Aufklärung oder Ausschluss? Widerspruch ist nicht gleich Widerspruch

A stack of law books stands in front of a justice scale that is slightly out of focus. On top of the stack is an open law book.

Der Bundesgerichtshof (im Folgenden BGH) hat in seiner Entscheidung vom 18.06.2019 (X ZR 86/197) einen Pflock eingeschlagen, als er festlegte, dass ein Angebot nicht direkt ausgeschlossen werden darf, wenn es Abweichungen von den Vergabeunterlagen enthält. Dies gilt zumindest dann, wenn sich einem unvoreingenommenen Auftraggeber nach Art, Gegenstand und Ort der Abweichung die Möglichkeit aufdrängen muss, dass die Abweichung auf einem Missverständnis beruht. Dies sei beispielsweise bei einer vom Auftraggeber gestellten Abwehrklausel und den Vergabeunterlagen widersprechenden Klauseln im Angebot der Fall. Durch die Aufklärung müsse ein vollständig den Vergabeunterlagen entsprechendes Angebot herbeigeführt werden können.

Ausgehend davon könnte man als Bieter auf die Idee kommen, sich abzusichern und dem eigenen Angebot jeweils eine salvatorische Klausel mit dem Inhalt beizufügen, dass das Angebot vollumfänglich den Vergabeunterlagen entspreche. Dadurch würde bei versehentlichen Abweichungen zumindest ein aufklärungspflichtiger Widerspruch entstehen und ein Ausschluss würde nicht erfolgen, oder?

Nein! Dem trat die Vergabekammer (im Folgenden VK) Bund mit ihrer Entscheidung vom 04.03.2024 (VK 1-16/24) entgegen. Denn eine solche allgemeine Klausel werde durch die speziellen Ausführungen im Angebot verdrängt, mithin wirkungslos. Hierbei handle es sich um eine allgemeine Auslegungsregel, wonach die speziellere Norm immer der allgemeineren vorgehe. In diesem Fall sah die VK Bund auch keinen Raum für eine Aufklärung, da die Abweichung von den Vergabeunterlagen hier nur durch eine nachträgliche nicht statthafte Änderung des Angebots möglich sei.

In dem Fall, der der Entscheidung des BGH zugrunde lag, stellte sich die Situation nur marginal anders dar. Hier enthielten die Vergabeunterlagen selbst eine solche Abwehrklausel, sodass von einem Missverständnis und somit aufklärungsfähigen Widerspruch ausgegangen werden konnte.

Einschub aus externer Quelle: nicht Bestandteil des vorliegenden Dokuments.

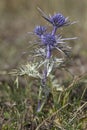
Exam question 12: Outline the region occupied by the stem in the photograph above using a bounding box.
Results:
[46,45,51,59]
[52,26,57,35]
[37,59,49,112]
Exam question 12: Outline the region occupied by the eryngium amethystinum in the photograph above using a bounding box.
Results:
[34,26,46,36]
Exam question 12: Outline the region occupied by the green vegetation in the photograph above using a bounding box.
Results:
[0,0,87,130]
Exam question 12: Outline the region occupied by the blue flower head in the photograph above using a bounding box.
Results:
[34,26,46,36]
[49,13,67,28]
[41,33,56,46]
[38,8,72,28]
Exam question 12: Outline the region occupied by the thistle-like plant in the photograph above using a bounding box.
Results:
[19,8,76,112]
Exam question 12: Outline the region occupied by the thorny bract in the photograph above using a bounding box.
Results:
[19,8,77,112]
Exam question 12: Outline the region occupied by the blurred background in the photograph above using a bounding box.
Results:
[0,0,87,74]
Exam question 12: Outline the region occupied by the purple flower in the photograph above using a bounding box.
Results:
[41,33,56,46]
[49,13,68,28]
[38,8,69,28]
[34,26,46,36]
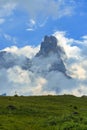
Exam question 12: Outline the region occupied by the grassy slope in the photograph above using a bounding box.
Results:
[0,95,87,130]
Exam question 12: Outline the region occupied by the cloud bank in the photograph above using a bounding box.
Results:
[0,32,87,96]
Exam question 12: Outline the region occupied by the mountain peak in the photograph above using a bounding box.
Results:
[36,35,63,57]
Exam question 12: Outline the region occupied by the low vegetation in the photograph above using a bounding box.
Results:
[0,95,87,130]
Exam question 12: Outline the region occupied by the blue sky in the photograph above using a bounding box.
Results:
[0,0,87,49]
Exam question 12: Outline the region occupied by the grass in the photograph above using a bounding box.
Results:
[0,95,87,130]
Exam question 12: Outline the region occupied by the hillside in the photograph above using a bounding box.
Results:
[0,95,87,130]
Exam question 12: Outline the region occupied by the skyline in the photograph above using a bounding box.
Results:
[0,0,87,50]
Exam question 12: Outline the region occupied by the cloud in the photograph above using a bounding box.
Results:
[0,0,76,31]
[0,18,5,24]
[0,0,16,18]
[2,45,40,59]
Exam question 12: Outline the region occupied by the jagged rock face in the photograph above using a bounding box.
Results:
[36,36,66,73]
[36,36,63,56]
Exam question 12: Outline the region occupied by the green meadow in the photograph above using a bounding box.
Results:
[0,95,87,130]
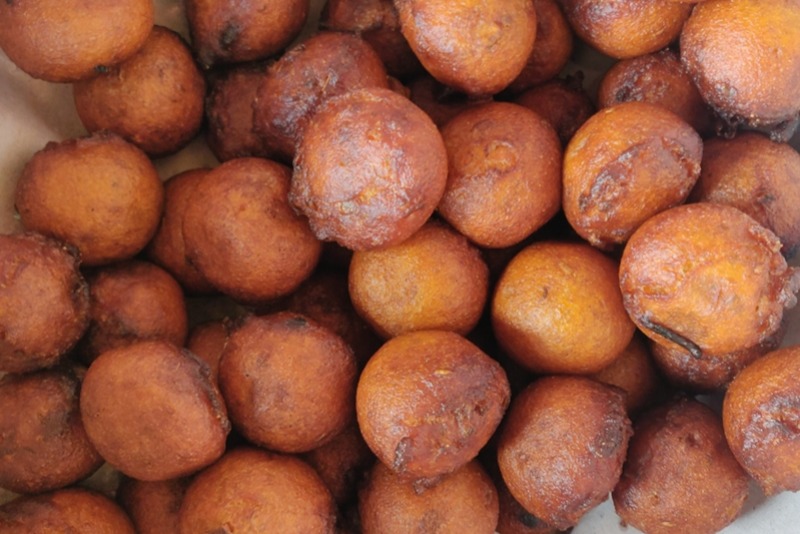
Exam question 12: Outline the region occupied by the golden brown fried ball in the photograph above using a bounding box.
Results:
[80,341,230,481]
[438,102,562,248]
[612,398,748,534]
[15,133,164,265]
[289,89,447,250]
[563,102,703,248]
[0,0,154,82]
[0,233,89,373]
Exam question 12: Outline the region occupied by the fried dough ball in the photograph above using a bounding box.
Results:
[15,133,164,266]
[612,203,800,358]
[356,330,510,480]
[689,132,800,258]
[561,0,692,59]
[563,102,703,248]
[0,368,103,493]
[491,242,634,374]
[612,398,748,534]
[394,0,536,95]
[0,488,136,534]
[349,222,489,338]
[438,102,561,248]
[722,347,800,495]
[497,376,631,529]
[72,26,206,156]
[289,89,447,250]
[80,341,230,481]
[358,460,499,534]
[186,0,310,68]
[180,448,335,534]
[681,0,800,124]
[597,50,714,136]
[0,233,89,373]
[219,312,358,453]
[183,158,321,302]
[253,32,389,162]
[0,0,154,82]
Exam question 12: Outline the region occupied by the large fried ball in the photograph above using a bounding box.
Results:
[497,376,631,529]
[0,233,89,373]
[722,347,800,495]
[356,330,510,479]
[290,89,447,250]
[80,341,230,481]
[673,0,800,124]
[394,0,536,95]
[619,203,800,358]
[0,0,154,82]
[15,133,164,265]
[612,398,748,534]
[563,102,703,248]
[358,460,499,534]
[491,242,634,374]
[183,158,322,302]
[180,448,336,534]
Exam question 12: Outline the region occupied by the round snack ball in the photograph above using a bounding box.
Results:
[72,26,206,156]
[438,102,562,248]
[356,330,510,480]
[15,132,164,266]
[619,203,800,358]
[491,242,634,374]
[722,347,800,495]
[180,448,336,534]
[358,460,499,534]
[394,0,536,95]
[497,376,631,529]
[0,369,103,493]
[80,341,230,481]
[183,158,322,302]
[219,312,358,453]
[680,0,800,124]
[289,89,447,250]
[0,0,154,82]
[563,102,703,248]
[349,222,489,338]
[612,398,748,534]
[0,233,89,373]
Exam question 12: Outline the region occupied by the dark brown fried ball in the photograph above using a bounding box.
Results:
[0,368,103,493]
[438,102,561,248]
[15,133,164,265]
[358,460,499,534]
[563,102,703,248]
[289,89,447,250]
[186,0,310,68]
[356,330,510,480]
[681,0,800,124]
[80,341,230,481]
[0,233,89,373]
[349,222,489,338]
[0,488,136,534]
[689,132,800,258]
[491,242,634,374]
[612,204,800,358]
[219,312,358,453]
[394,0,536,95]
[722,347,800,495]
[0,0,154,82]
[180,448,335,534]
[497,376,631,529]
[183,158,321,302]
[253,32,389,162]
[72,26,206,156]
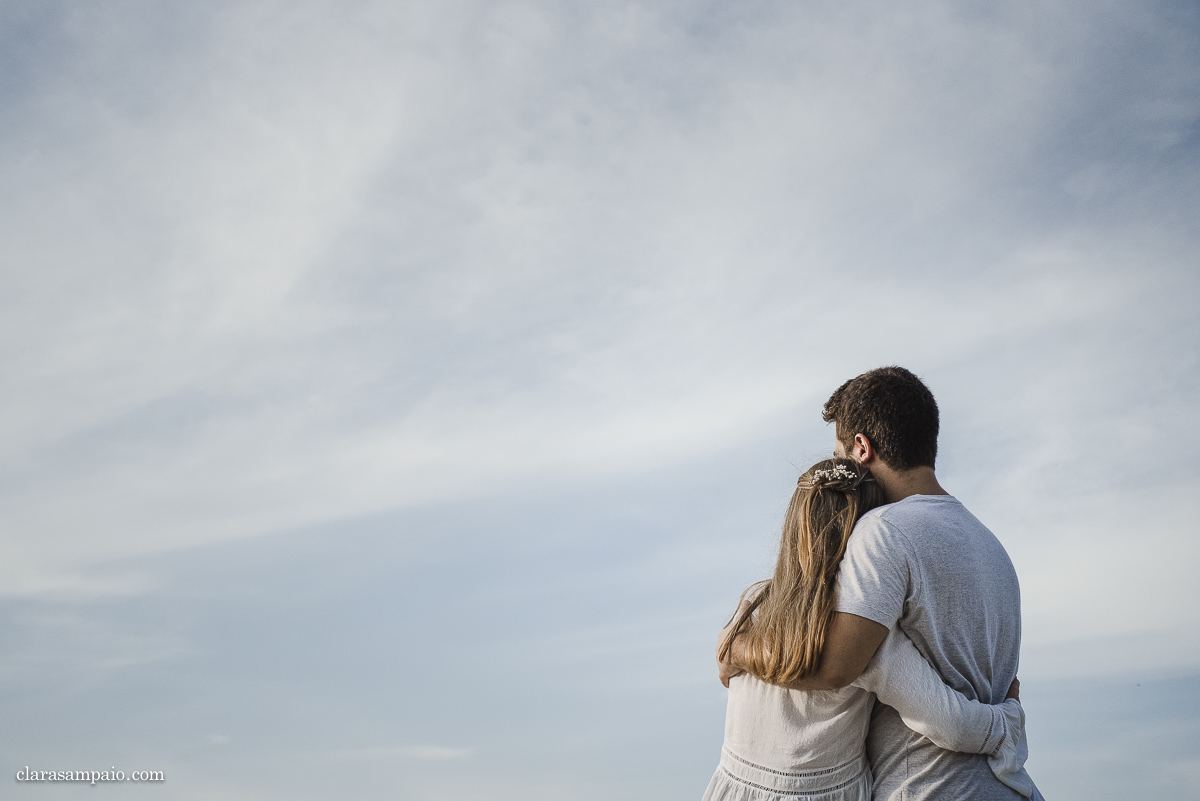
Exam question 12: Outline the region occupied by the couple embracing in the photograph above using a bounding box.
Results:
[704,367,1042,801]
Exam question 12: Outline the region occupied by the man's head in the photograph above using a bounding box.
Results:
[822,367,937,470]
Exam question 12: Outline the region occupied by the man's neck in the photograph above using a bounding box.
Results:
[870,459,949,504]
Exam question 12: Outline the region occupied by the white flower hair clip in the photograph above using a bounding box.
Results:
[798,464,875,489]
[812,464,858,481]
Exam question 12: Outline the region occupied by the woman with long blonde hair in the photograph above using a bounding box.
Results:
[703,459,1039,801]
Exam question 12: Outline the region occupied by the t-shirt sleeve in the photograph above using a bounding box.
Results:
[838,516,910,628]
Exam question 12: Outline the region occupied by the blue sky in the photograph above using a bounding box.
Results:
[0,1,1200,800]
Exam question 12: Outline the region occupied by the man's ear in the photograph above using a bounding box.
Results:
[850,434,878,465]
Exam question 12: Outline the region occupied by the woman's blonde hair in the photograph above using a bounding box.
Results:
[720,459,886,685]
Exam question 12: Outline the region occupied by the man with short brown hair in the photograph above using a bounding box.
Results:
[720,367,1022,801]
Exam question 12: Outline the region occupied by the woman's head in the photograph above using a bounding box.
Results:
[726,459,886,683]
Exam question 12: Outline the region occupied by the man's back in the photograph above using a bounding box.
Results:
[838,495,1021,801]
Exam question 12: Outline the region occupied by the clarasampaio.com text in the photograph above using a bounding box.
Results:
[17,765,167,784]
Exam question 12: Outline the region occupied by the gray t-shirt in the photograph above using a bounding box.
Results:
[838,495,1024,801]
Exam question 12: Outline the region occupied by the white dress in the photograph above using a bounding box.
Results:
[703,630,1034,801]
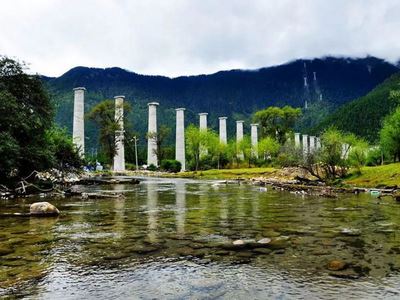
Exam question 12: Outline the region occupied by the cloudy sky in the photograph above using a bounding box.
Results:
[0,0,400,77]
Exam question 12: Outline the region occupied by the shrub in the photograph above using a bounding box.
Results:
[147,164,157,171]
[161,159,182,173]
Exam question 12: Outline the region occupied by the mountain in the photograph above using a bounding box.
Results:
[313,73,400,142]
[43,57,399,149]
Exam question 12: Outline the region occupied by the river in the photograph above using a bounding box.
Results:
[0,178,400,299]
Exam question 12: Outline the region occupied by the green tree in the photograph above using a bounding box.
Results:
[237,135,253,167]
[185,124,223,171]
[253,106,301,144]
[0,56,53,181]
[147,125,171,166]
[380,107,400,162]
[87,100,131,164]
[258,137,280,160]
[46,127,83,171]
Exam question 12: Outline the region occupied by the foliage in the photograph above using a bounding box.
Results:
[0,57,53,181]
[258,137,280,160]
[314,73,400,142]
[365,146,385,166]
[302,127,368,181]
[254,106,301,144]
[237,135,255,167]
[43,57,398,154]
[380,107,400,162]
[147,125,171,165]
[147,164,158,172]
[46,127,83,170]
[87,100,131,163]
[348,136,369,173]
[160,159,182,173]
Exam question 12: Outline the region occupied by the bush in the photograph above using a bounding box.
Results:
[161,159,182,173]
[147,164,157,171]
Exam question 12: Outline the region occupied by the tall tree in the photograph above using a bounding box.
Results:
[147,125,171,166]
[253,106,301,144]
[380,107,400,161]
[0,56,54,180]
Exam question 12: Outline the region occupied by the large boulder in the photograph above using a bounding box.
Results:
[29,202,60,217]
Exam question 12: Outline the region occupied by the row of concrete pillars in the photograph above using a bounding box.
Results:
[72,87,258,172]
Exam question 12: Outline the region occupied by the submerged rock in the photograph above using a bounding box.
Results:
[257,238,271,245]
[0,246,14,256]
[29,202,60,217]
[327,259,346,271]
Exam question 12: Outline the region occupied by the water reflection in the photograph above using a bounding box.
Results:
[146,181,159,242]
[0,180,400,299]
[175,181,186,237]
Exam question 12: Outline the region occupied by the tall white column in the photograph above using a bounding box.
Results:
[315,137,321,150]
[236,121,244,143]
[309,135,315,153]
[199,113,208,130]
[175,108,186,171]
[236,121,244,159]
[303,134,308,156]
[72,87,86,157]
[250,124,258,158]
[294,132,300,148]
[113,96,125,172]
[147,102,159,166]
[219,117,228,144]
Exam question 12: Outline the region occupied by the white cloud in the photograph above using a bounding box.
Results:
[0,0,400,76]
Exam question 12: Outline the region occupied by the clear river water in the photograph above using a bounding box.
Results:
[0,178,400,299]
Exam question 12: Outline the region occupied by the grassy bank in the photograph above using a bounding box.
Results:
[344,163,400,187]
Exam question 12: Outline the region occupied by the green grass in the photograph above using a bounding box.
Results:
[174,168,276,179]
[344,163,400,187]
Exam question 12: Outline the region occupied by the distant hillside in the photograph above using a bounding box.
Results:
[314,73,400,141]
[44,57,398,151]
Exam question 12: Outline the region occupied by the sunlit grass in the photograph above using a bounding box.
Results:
[344,163,400,187]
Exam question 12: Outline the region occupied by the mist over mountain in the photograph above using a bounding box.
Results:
[43,57,399,149]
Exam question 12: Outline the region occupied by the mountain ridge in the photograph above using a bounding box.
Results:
[44,56,399,150]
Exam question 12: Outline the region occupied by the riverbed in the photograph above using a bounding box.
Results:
[0,178,400,299]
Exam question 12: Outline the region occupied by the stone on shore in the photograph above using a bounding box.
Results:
[29,202,60,217]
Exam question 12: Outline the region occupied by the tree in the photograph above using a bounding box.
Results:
[147,125,171,166]
[302,127,368,181]
[185,124,202,171]
[0,56,53,181]
[379,107,400,162]
[253,106,301,144]
[185,124,223,171]
[258,137,280,160]
[237,135,253,167]
[87,100,131,163]
[46,126,83,171]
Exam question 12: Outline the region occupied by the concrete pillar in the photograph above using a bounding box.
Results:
[199,113,208,130]
[113,96,125,172]
[315,137,321,150]
[250,124,258,158]
[236,121,244,143]
[294,132,300,148]
[303,134,308,156]
[175,108,186,171]
[236,121,244,160]
[147,102,159,166]
[309,135,315,153]
[219,117,228,144]
[72,87,86,157]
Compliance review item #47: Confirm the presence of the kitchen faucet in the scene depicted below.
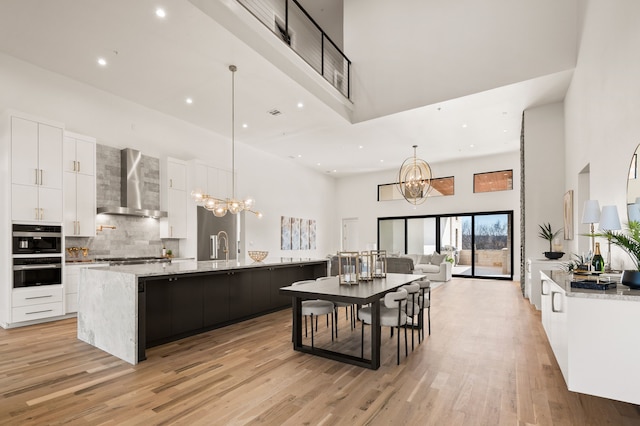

Die Abgrenzung ist nicht einfach und nicht immer eindeutig. Der Ansatz des BGH wird seit der Entscheidung vielfach zitiert und im Einzelfall ausgelegt. So nahm beispielsweise die VK Bund in ihrer Entscheidung vom 23.07.2021 (VK 2-75/21) in dem Fall, in dem der vom Bieter kalkulierte Dienstplan nicht mit den Anforderungen der Vergabeunterlagen und dem vom Bieter unterzeichneten Vertrag übereinstimmte, hierauf Bezug. Sie führte aus, dass dieser Widerspruch gerade nicht zum Ausschluss führen dürfe, da Bietern, deren Angebote an formalen Mängeln leiden, die Aufklärung über den Inhalt des Angebots ermöglicht werden müsse. Dies gelte für all die Fälle, in denen ein Widerspruch ohne eine nachträgliche Angebotsänderung aufgeklärt werden kann.

    Für Bieter in einem Vergabeverfahren bedeutet das umso mehr, dass die Vorgaben der Vergabeunterlagen genau zu erfassen sind und das Angebot auf nicht erforderliches „mehr“ verzichten sollte.